Bait files need to be in a directory and need to have the file ending .fa or .fas or .fasta and need to be fasta files. This requirement is necessary in order to recognize which files are intended to be the bait in the directory (so you can have other files in the directory).

Subsetting taxa

With either of the above runs types, you can limit what taxa are considered. For this, you will need a file that has an ncbi id on each line. These will be the only ones considered. Then you run like:

  • python setup_clade.py Dipsacales PHLAWD_DBS/pln.db OUTDIR/ logfile taxalist
  • python setup_clade_bait.py Dipsacales bait_dir/ PHLAWD_DBS/pln.db OUTDIR/ logfile taxalist

There is a helper script that will help make your taxa list file. If you have a file that has Genus species on each line, you can use the script

  • python get_ncbi_ids_for_names.py names_file PHLAWD_DBS/pln.db > taxalist

Updating analyses

Soon you will be able to add sequences to these runs without completely redoing all the analyses.
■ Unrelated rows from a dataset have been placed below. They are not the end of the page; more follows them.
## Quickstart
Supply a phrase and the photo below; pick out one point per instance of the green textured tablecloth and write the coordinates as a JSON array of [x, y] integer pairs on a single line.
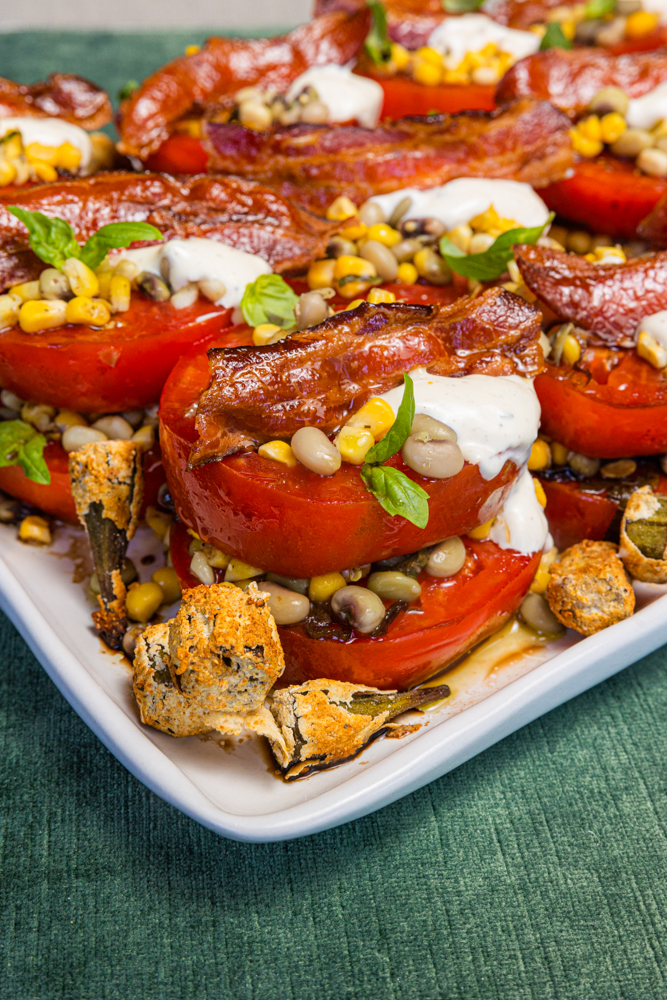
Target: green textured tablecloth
[[538, 870]]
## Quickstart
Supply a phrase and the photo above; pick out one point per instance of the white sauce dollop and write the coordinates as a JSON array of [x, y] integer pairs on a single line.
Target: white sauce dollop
[[50, 132], [197, 259], [521, 524], [347, 96], [456, 36], [459, 201], [495, 417]]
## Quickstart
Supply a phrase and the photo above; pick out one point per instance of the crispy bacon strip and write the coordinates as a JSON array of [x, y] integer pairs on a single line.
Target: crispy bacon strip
[[314, 163], [63, 95], [319, 375], [609, 301], [224, 65], [243, 214], [570, 79]]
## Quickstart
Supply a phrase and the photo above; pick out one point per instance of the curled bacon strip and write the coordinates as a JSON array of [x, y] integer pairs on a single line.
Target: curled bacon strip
[[224, 65], [63, 95], [319, 375], [237, 212], [314, 163], [609, 301], [571, 79]]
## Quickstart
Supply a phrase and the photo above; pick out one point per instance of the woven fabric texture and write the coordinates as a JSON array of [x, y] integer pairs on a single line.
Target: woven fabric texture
[[536, 871]]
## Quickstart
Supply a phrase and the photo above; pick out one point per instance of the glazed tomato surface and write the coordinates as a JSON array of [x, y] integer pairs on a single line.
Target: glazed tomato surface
[[56, 498], [606, 195], [122, 367], [450, 616], [613, 405]]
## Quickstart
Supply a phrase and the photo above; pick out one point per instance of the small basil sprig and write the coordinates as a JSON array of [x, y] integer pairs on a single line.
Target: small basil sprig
[[493, 262], [53, 240], [269, 299], [393, 490], [21, 444], [377, 44]]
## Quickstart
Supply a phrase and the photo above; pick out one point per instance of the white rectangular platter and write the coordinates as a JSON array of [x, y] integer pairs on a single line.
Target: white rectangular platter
[[229, 785]]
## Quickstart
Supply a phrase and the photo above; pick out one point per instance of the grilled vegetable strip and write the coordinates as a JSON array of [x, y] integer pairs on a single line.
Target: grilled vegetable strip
[[644, 536], [315, 163], [324, 723], [107, 485]]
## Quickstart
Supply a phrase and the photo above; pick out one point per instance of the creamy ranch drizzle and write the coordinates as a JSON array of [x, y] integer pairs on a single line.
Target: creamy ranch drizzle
[[347, 96], [50, 132], [459, 201], [197, 259]]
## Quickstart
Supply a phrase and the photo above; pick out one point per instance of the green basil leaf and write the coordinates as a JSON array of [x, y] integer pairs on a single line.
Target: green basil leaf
[[493, 262], [51, 239], [377, 44], [269, 299], [397, 493], [399, 431], [113, 236], [21, 444], [554, 38]]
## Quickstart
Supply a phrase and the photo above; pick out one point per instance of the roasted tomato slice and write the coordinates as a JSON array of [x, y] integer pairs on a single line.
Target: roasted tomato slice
[[450, 616], [56, 498], [119, 367], [605, 195], [612, 405]]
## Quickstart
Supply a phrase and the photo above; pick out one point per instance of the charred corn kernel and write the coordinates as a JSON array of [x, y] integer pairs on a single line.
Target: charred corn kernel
[[375, 416], [322, 588], [640, 24], [119, 293], [35, 529], [612, 126], [341, 208], [320, 274], [407, 273], [82, 280], [143, 600], [89, 312], [482, 531], [167, 579], [45, 315], [540, 455], [384, 234], [354, 443], [571, 350], [539, 492]]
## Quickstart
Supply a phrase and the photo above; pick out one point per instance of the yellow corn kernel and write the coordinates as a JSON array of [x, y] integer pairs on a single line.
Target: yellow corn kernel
[[640, 24], [82, 280], [378, 295], [539, 492], [375, 416], [540, 455], [320, 274], [119, 293], [45, 315], [571, 350], [341, 208], [278, 451], [354, 443], [85, 311], [167, 579], [482, 531], [612, 126], [407, 273], [322, 588], [143, 600], [68, 158]]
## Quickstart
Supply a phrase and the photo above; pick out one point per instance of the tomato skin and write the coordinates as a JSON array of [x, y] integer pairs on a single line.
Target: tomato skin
[[108, 370], [605, 195]]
Coming soon!

Output

PyPHLAWD will make a bunch of directories. In each directory, there will be a clusters folder that has either the constructed bait files or the clusters. There is also an info.html file in each directory. If you open the root one (the one inside the main directory made) you will see the stats for each cluster/bait that has more than 3 taxa. There will be an alignment file (with .aln file ending for each file) and a .tre if you have treemake on.

Runtime considerations

There are a number of things that can make the runtime shorter. The first is to do baited analyses.